В чем тут причина? Быть может, подобно Амундсену, который всегда был для него примером, Русанов решил объявить спутникам о своих планах лишь на Шпицбергене, хотя "Геркулес" заранее был нагружен достаточным запасом и продовольствия, и снаряжения? В пользу такого предположения говорит то, что телеграмма Русанова, доставленная попутным судном в Петербург из Маточкина Шара, оказалась для всех такой неожиданной. "Иду к северо-восточной оконечности Новой Земли, - написал Русанов, - оттуда на восток... Запасов на год. Все здоровы..." Наверное, если бы участники плавания знали об этом заранее, знали б и их близкие, знали б многие...

Однако возможно и другое: участники плавания сознательно держали свои планы до поры до времени в секрете. Причина? Хотя бы простое суеверие моряков, знавших о том, сколько было прежде неудачных попыток пройти Северо-восточным путем. Второе предположение, во всяком случае, как-то больше связывается с характером Русанова, искреннего и прямого человека, который вряд ли был способен скрывать свои планы от ближайших товарищей, от тех самых людей, которых сам же выбрал для того, чтобы проверить гипотезу о более северном варианте морского пути из Атлантического океана в Тихий. Но как бы то ни было, это остается неизвестным.

А на Шпицбергене вместе с геологом Р. Л. Самойловичем Русанов всего за месяц выполнил всю программу намеченных работ. Он разведал и нанес на карту несколько крупных месторождений каменного угля. Затем, оставив на Шпицбергене трех членов экспедиции - А. Я. Попова, З. В. Сватоша и Р. Л. Самойловича, которые и доставили потом в Россию все геологические материалы работ, - "Геркулес" отправился к Маточкину Шару, а затем на восток...

И сегодня еще шахтеры добывают уголь там, где когда-то поставил заявочные столбы русский путешественник и геолог Владимир Русанов. Шахты Шпицбергена - это память, которую оставил о себе этот замечательный человек. Путешественник вместе с "Геркулесом" и всеми участниками своей экспедиции пропал без вестп. Телеграмма, доставленная в Петербург, оказалась и первым и последним сообщением о его плавании Северо-восточным морским путем.

Но еще долго судьба "Геркулеса" не вызывала серьезного беспокойства. Год спустя, в 1913 году, все были уверены в том, что экспедиция просто-напросто вынуждена где-то зимовать перед тем, как отправиться дальше, на восток. Но потом прошел еще год... Наконец, в министерство внутренних дел России с требованием немедленно начать поиски Русанова обратился знаменитый русский путешественник П. П. Семенов-Тян-Шанский. Тогда только на поиски было послано судно "Эклипс". Оно было арендовано у Норвегии. Поисковую экспедицию возглавил известный полярный путешественник Отто Свердруп.

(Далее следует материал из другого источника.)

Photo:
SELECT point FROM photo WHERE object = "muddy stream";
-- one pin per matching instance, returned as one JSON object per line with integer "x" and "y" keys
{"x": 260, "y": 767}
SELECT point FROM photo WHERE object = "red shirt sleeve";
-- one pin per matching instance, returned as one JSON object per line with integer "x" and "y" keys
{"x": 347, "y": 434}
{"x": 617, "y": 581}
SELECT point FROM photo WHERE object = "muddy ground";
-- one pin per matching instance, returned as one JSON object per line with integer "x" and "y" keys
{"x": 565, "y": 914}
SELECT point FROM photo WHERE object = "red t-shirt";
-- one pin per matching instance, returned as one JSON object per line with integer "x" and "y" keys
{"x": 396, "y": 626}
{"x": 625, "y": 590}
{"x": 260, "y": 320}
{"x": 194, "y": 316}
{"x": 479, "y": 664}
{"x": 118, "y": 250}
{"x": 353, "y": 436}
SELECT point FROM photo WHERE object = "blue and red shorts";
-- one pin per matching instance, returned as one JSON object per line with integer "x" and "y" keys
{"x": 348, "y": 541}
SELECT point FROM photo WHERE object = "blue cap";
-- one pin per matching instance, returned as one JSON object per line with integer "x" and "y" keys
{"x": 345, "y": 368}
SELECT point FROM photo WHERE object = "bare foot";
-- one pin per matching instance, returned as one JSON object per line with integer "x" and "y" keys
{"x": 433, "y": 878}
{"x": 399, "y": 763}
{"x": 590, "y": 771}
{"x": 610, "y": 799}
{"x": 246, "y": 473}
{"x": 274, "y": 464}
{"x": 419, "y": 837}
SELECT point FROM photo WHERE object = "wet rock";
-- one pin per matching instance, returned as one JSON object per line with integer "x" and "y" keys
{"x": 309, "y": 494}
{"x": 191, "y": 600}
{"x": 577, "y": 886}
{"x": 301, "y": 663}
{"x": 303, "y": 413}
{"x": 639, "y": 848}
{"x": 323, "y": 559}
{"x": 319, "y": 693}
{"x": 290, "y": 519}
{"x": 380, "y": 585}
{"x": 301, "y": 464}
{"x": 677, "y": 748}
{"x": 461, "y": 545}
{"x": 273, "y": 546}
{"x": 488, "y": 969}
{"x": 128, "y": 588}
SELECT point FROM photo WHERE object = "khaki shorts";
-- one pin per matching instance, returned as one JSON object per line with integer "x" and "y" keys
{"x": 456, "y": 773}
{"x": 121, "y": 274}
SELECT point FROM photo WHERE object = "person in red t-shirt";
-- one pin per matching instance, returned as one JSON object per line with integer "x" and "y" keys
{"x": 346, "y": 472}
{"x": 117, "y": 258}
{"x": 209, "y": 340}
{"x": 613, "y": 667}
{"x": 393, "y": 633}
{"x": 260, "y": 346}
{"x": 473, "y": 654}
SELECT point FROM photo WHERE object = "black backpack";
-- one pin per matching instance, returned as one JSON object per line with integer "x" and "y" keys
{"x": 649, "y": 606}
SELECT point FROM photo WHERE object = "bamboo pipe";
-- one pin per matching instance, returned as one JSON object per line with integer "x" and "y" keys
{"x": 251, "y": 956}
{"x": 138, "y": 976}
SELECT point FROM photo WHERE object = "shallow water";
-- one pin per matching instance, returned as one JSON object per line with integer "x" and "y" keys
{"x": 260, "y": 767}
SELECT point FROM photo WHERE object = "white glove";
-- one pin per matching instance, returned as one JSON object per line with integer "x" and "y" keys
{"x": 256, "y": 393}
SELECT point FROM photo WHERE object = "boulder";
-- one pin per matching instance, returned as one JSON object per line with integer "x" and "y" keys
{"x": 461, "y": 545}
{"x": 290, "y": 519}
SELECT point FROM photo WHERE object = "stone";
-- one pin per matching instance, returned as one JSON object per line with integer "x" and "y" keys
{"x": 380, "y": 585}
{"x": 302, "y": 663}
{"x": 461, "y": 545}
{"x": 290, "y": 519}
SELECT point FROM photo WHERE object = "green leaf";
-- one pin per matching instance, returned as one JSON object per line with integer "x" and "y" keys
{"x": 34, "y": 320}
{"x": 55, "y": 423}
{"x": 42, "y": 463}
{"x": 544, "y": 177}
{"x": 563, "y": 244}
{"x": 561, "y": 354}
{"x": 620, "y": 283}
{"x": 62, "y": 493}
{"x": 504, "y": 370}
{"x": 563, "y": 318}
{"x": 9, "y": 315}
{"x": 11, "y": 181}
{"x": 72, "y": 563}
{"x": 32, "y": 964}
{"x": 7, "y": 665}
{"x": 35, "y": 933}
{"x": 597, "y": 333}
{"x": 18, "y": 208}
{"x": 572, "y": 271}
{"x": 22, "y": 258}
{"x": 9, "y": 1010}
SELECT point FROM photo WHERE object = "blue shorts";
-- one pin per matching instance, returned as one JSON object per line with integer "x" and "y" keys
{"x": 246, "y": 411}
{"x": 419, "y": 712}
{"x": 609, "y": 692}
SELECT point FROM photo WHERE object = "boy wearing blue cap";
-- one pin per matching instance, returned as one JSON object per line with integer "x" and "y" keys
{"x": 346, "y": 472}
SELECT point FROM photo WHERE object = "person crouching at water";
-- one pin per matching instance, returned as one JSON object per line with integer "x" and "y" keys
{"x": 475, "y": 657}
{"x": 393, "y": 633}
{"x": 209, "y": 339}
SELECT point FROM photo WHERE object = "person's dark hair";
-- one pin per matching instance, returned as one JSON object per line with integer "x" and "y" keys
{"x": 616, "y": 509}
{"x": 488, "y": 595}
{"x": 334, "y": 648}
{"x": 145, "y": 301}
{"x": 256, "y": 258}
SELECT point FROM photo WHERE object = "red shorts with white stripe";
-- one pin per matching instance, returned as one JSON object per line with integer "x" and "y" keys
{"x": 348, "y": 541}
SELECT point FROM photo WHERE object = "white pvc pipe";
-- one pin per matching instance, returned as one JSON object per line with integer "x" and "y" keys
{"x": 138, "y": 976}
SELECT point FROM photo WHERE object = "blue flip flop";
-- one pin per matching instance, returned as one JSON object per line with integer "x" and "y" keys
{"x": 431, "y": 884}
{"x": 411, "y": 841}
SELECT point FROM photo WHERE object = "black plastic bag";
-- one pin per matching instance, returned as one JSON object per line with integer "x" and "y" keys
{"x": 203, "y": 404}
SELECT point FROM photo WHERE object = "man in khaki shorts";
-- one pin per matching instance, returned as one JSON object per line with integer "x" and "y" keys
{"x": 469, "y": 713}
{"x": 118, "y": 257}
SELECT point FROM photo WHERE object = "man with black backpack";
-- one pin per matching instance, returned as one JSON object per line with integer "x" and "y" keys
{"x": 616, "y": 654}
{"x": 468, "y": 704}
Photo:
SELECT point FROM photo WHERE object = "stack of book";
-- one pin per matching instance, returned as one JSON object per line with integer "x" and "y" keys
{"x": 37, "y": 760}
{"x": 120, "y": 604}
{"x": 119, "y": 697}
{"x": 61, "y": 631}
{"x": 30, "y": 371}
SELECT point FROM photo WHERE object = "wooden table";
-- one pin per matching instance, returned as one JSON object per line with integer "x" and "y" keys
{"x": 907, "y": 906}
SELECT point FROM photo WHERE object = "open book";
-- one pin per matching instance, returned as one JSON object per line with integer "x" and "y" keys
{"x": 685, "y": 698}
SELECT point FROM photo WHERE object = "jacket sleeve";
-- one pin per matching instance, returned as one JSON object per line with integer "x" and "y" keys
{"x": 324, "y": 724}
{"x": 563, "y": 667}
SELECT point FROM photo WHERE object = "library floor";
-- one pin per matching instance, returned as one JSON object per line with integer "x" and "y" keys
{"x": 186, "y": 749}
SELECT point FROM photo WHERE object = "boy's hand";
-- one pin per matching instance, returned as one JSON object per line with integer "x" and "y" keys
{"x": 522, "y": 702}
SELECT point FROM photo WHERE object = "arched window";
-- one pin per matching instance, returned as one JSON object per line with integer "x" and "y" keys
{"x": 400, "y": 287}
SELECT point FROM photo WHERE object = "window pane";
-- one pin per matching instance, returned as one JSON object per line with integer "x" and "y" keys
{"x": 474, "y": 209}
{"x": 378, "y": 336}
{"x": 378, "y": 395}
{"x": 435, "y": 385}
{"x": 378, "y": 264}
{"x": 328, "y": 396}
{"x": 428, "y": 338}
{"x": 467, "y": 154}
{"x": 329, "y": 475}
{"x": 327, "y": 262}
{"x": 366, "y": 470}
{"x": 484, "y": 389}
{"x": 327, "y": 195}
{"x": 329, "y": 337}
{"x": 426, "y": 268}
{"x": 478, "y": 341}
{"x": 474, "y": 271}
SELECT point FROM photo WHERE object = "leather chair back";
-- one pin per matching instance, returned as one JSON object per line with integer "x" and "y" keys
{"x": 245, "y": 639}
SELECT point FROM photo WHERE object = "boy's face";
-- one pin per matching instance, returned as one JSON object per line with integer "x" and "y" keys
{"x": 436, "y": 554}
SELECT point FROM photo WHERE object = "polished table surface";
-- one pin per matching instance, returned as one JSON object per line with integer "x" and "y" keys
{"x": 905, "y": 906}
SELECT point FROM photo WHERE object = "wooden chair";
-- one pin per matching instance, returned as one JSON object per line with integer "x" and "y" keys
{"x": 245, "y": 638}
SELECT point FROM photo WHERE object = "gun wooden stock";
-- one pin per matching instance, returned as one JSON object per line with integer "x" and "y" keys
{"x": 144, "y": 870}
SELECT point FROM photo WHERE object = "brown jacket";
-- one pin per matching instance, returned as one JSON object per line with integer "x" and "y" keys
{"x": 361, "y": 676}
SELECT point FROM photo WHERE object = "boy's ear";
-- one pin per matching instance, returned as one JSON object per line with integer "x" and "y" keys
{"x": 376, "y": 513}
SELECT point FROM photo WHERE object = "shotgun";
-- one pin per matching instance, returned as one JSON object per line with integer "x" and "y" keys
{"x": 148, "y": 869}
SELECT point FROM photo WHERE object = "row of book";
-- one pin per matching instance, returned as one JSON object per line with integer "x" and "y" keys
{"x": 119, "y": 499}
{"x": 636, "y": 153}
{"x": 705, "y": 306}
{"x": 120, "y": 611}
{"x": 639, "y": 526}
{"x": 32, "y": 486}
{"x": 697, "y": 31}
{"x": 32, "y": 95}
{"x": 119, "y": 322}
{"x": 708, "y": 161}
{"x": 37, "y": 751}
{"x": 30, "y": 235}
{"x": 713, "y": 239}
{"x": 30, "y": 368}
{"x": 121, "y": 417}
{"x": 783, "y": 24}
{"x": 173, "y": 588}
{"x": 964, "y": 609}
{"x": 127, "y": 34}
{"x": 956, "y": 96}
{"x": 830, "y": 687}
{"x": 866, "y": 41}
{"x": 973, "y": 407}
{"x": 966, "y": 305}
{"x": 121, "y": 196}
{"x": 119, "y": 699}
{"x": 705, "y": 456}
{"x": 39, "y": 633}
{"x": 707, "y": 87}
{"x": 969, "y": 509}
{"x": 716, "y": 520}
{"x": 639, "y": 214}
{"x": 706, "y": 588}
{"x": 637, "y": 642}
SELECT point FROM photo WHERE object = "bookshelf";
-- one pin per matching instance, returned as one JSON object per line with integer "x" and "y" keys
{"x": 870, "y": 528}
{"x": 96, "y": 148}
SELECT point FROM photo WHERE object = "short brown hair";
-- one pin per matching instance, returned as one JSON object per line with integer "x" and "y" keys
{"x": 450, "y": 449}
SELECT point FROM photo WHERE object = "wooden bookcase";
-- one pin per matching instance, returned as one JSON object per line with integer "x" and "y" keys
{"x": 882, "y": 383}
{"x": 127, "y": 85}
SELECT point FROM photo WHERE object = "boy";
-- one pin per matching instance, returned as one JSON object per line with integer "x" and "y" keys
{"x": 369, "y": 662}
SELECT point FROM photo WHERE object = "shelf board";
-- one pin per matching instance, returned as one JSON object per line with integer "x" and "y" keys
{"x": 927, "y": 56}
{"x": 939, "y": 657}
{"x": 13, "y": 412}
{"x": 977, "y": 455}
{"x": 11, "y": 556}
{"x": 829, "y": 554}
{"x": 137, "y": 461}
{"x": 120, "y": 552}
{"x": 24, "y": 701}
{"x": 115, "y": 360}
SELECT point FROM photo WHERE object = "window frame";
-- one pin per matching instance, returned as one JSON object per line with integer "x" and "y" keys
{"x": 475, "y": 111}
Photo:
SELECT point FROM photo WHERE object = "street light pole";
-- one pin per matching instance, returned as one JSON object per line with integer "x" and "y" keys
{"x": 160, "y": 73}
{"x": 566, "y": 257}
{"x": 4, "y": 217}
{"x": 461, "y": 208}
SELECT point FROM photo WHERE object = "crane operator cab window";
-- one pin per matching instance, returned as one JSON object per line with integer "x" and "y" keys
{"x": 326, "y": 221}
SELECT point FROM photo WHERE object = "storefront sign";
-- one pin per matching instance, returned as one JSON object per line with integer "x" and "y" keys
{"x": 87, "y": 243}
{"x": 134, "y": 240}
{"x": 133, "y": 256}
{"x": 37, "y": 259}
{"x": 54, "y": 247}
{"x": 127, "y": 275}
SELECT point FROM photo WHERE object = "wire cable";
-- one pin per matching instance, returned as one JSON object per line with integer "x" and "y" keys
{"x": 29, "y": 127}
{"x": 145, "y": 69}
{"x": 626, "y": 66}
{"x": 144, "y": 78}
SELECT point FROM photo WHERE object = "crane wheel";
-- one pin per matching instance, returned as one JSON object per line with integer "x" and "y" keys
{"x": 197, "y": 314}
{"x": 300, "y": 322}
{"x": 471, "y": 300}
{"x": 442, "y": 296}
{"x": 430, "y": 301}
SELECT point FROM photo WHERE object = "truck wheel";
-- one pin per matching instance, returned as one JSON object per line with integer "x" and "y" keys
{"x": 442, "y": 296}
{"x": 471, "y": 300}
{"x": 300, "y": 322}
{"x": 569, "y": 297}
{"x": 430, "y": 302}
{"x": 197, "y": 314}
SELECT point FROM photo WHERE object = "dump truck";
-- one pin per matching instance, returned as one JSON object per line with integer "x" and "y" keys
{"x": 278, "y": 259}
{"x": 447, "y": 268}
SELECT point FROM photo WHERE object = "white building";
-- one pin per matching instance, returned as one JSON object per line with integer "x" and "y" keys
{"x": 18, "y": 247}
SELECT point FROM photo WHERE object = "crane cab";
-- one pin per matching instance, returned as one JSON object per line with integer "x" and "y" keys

Он провел "Эклипс" вдоль всего побережья Карского моря. Однако льды, держащиеся близ берегов, не позволили обследовать его целиком. К тому же, и сам Отто Свердруп вынужден был осенью 1914 года встать на зимовку. Следующей весной он продолжил плавание, пройдя от мыса Вильда до мыса Челюскин. Никаких следов экспедиции Русанова обнаружено не было.

Новые поиски "Геркулеса" после этого не велись: началась первая мировая война, потом свершилась Великая Октябрьская социалистическая революция, а вслед за тем страна была охвачена огнем гражданской войны.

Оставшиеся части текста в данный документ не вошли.